Basel Dalloul: I’ll tell you how this whole thing came about when we had this recent auction called Marhala at Christie’s in London. One of the pieces that was chosen for this was this particular sculpture by Chaouki Choukini and the name of the sculpture is Le Petit Prince, L’enfant de Gaza. The Little Prince, the Child of Gaza. This goes to London, and Wafa and I are both really sorry because of what had taken place, that this piece was actually going, because it would have, you know, been kind of significant for something we would have thought of doing for what was going on.
Wafa Roz: This piece did not sell. And we were in the cab the last day. And I looked at Basel and told him this is coming back home for a reason.

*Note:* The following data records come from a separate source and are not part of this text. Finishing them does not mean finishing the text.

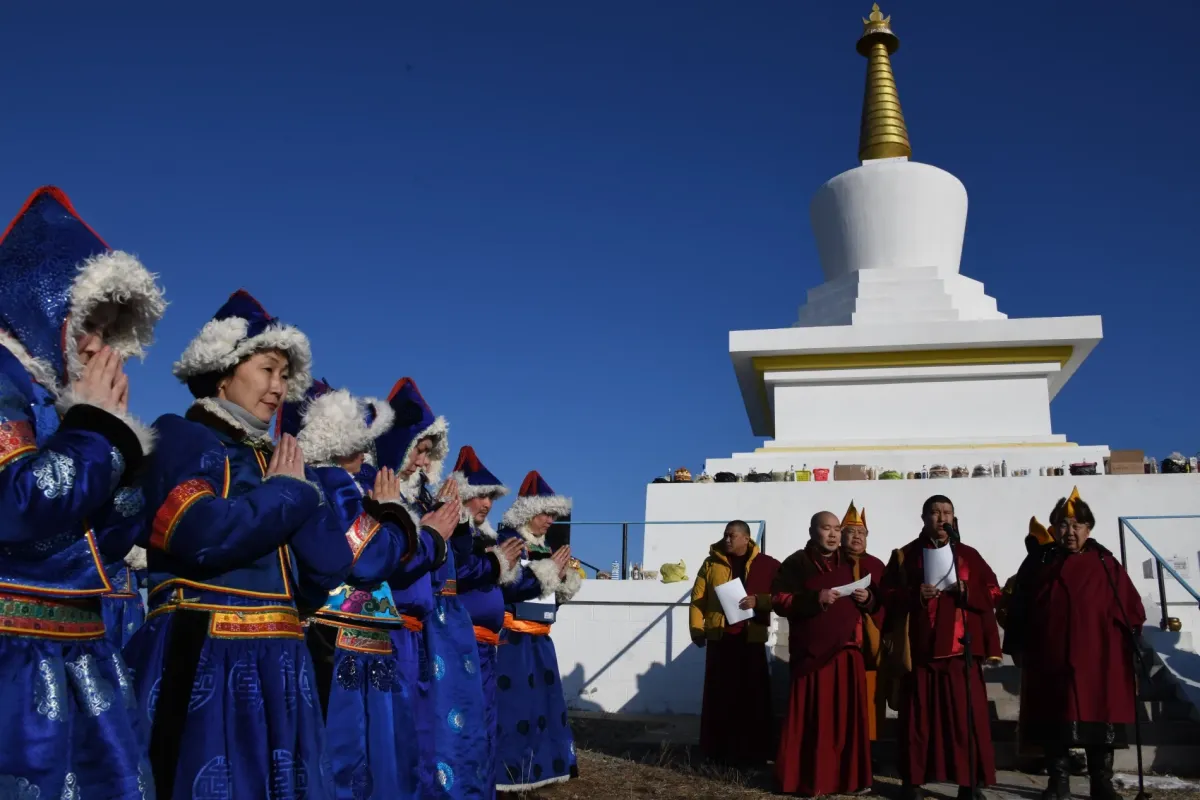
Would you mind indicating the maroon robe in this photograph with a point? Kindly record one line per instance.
(1077, 650)
(934, 692)
(737, 723)
(825, 746)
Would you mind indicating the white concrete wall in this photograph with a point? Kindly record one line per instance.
(912, 405)
(623, 645)
(994, 516)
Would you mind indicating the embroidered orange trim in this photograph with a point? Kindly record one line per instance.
(46, 619)
(360, 534)
(364, 641)
(525, 626)
(486, 636)
(282, 624)
(172, 510)
(16, 440)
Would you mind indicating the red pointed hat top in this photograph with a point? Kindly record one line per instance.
(534, 486)
(468, 462)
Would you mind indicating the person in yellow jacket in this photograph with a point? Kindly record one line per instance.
(737, 723)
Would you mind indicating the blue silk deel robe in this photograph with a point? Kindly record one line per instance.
(367, 655)
(69, 717)
(535, 743)
(221, 666)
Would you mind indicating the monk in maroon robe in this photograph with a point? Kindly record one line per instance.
(927, 655)
(853, 542)
(1074, 615)
(737, 722)
(825, 746)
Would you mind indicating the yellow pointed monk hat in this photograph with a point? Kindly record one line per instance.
(1069, 509)
(853, 517)
(1039, 533)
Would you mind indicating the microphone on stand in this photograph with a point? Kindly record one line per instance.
(960, 601)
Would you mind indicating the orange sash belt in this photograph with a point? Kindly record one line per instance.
(525, 626)
(486, 636)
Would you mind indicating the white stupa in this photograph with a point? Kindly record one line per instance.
(898, 360)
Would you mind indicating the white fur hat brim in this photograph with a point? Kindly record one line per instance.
(222, 344)
(526, 509)
(333, 426)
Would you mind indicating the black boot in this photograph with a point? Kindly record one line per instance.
(1059, 769)
(1099, 771)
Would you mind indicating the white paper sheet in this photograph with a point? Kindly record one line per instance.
(731, 594)
(849, 589)
(940, 570)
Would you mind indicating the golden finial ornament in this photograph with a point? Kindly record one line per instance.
(882, 133)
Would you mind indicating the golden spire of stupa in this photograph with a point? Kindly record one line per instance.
(882, 133)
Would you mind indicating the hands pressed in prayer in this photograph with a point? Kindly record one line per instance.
(562, 557)
(444, 519)
(387, 488)
(287, 459)
(103, 382)
(510, 551)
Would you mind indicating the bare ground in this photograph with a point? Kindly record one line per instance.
(621, 759)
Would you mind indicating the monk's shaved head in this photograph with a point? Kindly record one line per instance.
(825, 530)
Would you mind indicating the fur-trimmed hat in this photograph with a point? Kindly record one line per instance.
(474, 479)
(534, 498)
(334, 423)
(240, 329)
(54, 271)
(414, 421)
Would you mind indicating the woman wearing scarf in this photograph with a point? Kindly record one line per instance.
(239, 539)
(454, 699)
(534, 733)
(481, 566)
(366, 661)
(71, 312)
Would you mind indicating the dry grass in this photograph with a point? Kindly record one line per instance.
(621, 758)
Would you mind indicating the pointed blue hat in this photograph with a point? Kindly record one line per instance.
(240, 329)
(413, 421)
(54, 271)
(534, 498)
(474, 479)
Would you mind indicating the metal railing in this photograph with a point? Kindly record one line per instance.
(1161, 564)
(624, 534)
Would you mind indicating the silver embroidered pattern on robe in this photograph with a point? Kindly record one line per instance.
(54, 473)
(49, 692)
(129, 501)
(18, 788)
(118, 462)
(96, 692)
(124, 681)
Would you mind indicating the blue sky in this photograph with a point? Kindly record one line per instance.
(551, 214)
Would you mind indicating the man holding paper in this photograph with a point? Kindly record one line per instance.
(736, 722)
(853, 541)
(825, 747)
(937, 590)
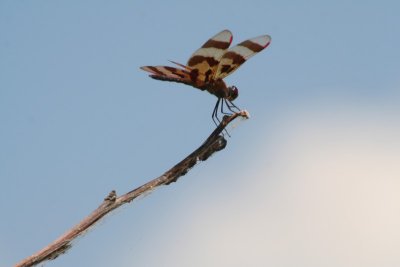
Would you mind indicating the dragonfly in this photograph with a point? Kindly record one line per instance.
(209, 65)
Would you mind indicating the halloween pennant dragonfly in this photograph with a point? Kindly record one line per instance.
(210, 64)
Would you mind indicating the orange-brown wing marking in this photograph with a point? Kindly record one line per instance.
(237, 55)
(207, 58)
(166, 73)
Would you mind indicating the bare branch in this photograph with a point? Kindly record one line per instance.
(215, 142)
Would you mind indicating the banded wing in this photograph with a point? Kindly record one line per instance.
(166, 73)
(207, 58)
(237, 55)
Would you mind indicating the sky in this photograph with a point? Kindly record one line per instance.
(311, 179)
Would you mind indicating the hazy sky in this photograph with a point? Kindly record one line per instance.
(312, 179)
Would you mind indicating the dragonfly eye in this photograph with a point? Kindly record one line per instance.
(233, 93)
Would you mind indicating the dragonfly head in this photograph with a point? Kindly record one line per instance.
(233, 93)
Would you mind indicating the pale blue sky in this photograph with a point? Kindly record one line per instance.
(312, 179)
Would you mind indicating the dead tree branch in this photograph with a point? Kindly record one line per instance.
(215, 142)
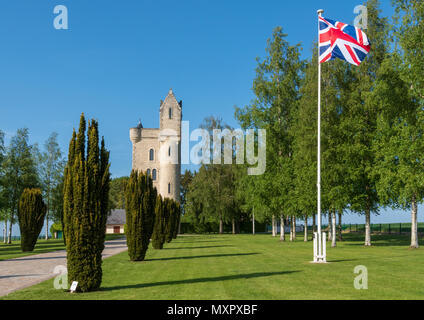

And it all started like that. I thought, why don’t we create a memorial?
Basel Dalloul: So this one was meant to come home.
Wafa Roz: And as you can see, it adopts the cubist formation. So the head is deformed. The eye, if you see from the front side, is to the left distorted and it’s fragmented salvation Chaouki Choukini had in mind in 2010, to send a message about the fragmentation and disjointedness of the children of Gaza in their daily life. It ended up today, not only about the fragmentation of their lives, it’s the fragmentation of their limbs, of their bodies, of their families. Everything that would relate to a livelihood, psychological, political, social, physical, mental has been fragmented.
Basel Dalloul: So I said, well, you know, they’re turning us into numbers. Let’s turn these into humans. So you see on the platform here, this is really, this is like a monument to these children. So these are the names of the children that we got from the Ministry of Health in Gaza who have died.
Wafa Roz: To have some kind of a pedestal plate, a flat gray stone where someone would enter and feel some kind of serene silence that is even more powerful than the whole noise happening in the world.
Daizy: Walking through the gallery, you begin to get a sense of the enormity of the adversities the Palestinians have endured over the past nearly eight decades and their resourcefulness to survive under hostile oppression. One piece by world renowned Palestinian visual artist, the late Laila Shawa, captured the daily struggle of Palestinians simply trying to communicate with one another, which the Israeli occupiers tried to prevent by cutting people off from each other and making their lives a living hell. Laila Shawa was born in Gaza in 1940 and passed away in 2022. She used the graffiti Palestinians painted on walls to send messages to one another to capture a period of time and a practice that Palestinians were forced to resort to, so it would never be forgotten or lost.
Wafa Roz: Laila was so much inspired by the graffiti that the normal people used to send messages to each other in Gaza because they were not allowed to use any communication means. So what they used to do is send messages to each other by the way, through the graffiti. What the Israelis ended up doing, and this is something that Hani Zurob, another Palestinian artist narrates, is that they started painting all the walls with tar so that even this kind of communication is hindered and deprived. What Laila did, a long time ago, she went down to the streets with a photographer, a friend of hers, and she started photographing all of those graffiti walls and started decoding those messages.
Daizy: The exhibition features artwork that illustrates the historic struggle and defiance of the Palestinians of the past 100 years, including the era of PLO Chairman Yasser Arafat and back to the days of the 1948 Nakba, as well as the symbolic painting of the man wearing the Kefeyyah, which has now become synonymous with peace for all of humanity, following the awakening of billions of people to the uncensored truth of the Palestinian plight.
Bassel Dalloul: In the history of Palestinian modern art, this is probably the most iconic artwork out there, and it’s called Jabal Al Mahamel which is he’s carrying the burden of Jerusalem on his back.
Daizy: Would you say that this gallery and your exhibition are a historical, creative documentation, artistic documentation of the Palestinian crisis?
Wafa Roz: I would say yes and most importantly, they are focused on the main theme, which is the children of Gaza. So it’s a symbolic installation that not only a ceasefire has to take place, the whole idea of genocide, of ethnic cleansing, of erasing away the lives or the meaning of someone to be human is unacceptable.
Daizy: As the world continues to rail in horror at the daily count of lives lost in Gaza, more than two thirds of them women and children.
Protestors: Free free Palestine. No more money for Israel’s crimes. No more monet for Israel’s slaughter.
Daizy: People from all walks of life, nations, faiths and beliefs have been responding in ways that give hope and restore faith.